Where the legwork is already done, teachers will have more time to focus on their students individually.
Although teachers won’t be replaced any time soon, it is possible that robots will form part of their back-up support. In Singapore, humanoid robots Pepper and Nao have been working as robotic teaching aides. Nao has even been working at a primary school in Birmingham, where it was used to support children who had autism by helping them to learn social cues. Robots could make social exchanges easier for children with autism by adjusting and simplifying their interactions.
Pepper and Nao are one example of how accessibility to education may improve in the coming years, but as learning moves increasingly online, today more people across the world are able to access as much free education as they could ever need. As access to internet improves both in Ireland and elsewhere in the world, so too will the ability to learn.
The quality of this education is also likely to improve as trainable AI will be able to observe a physical class and then create a template for the online version of the course. This could also include immersive AR and VR experiences, such as those offered by Google Expeditions, which take a class on school tour without ever leaving the classroom. Now that we are living and working for longer, online lifelong learning is more likely to become a requirement rather than an option to keep up in the workplace.
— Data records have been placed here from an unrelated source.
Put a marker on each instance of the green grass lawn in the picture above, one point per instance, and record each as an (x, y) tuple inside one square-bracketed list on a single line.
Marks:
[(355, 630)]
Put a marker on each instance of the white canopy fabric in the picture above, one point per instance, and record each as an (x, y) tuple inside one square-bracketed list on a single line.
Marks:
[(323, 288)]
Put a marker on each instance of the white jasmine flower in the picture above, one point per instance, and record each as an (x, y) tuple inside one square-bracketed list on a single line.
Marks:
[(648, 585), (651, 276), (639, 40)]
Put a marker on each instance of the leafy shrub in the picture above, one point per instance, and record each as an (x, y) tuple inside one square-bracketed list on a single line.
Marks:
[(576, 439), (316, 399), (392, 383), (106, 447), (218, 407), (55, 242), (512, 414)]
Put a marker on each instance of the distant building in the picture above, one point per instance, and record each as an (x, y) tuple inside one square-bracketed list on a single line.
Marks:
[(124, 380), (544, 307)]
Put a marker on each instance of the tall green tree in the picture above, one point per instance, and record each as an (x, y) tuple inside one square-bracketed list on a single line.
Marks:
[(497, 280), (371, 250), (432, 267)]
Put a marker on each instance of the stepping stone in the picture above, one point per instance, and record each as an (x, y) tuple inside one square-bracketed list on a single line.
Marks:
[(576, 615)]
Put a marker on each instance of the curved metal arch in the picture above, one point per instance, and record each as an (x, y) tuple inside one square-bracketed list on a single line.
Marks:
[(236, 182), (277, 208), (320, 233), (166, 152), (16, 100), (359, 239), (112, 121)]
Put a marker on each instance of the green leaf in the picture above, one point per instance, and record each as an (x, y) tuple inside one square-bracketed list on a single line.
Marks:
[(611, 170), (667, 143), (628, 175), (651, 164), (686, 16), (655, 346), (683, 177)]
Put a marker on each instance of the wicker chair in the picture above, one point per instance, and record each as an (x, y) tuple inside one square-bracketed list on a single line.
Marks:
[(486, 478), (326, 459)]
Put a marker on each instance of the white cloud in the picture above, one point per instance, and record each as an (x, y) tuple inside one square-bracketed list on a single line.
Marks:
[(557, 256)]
As we know, education and learning are vitally important for making our way in the world. The content of that education as well as the way it is delivered is being impacted by technology and changes in our working lives.
However, it is likely that Ireland will have to mend some of the issues with the system we have currently – which include having some of the largest school class sizes in the developed world, patchy internet access, time-strapped teachers and high costs for parents and families – before we can start to fully realise the benefits of digitally-enhanced education.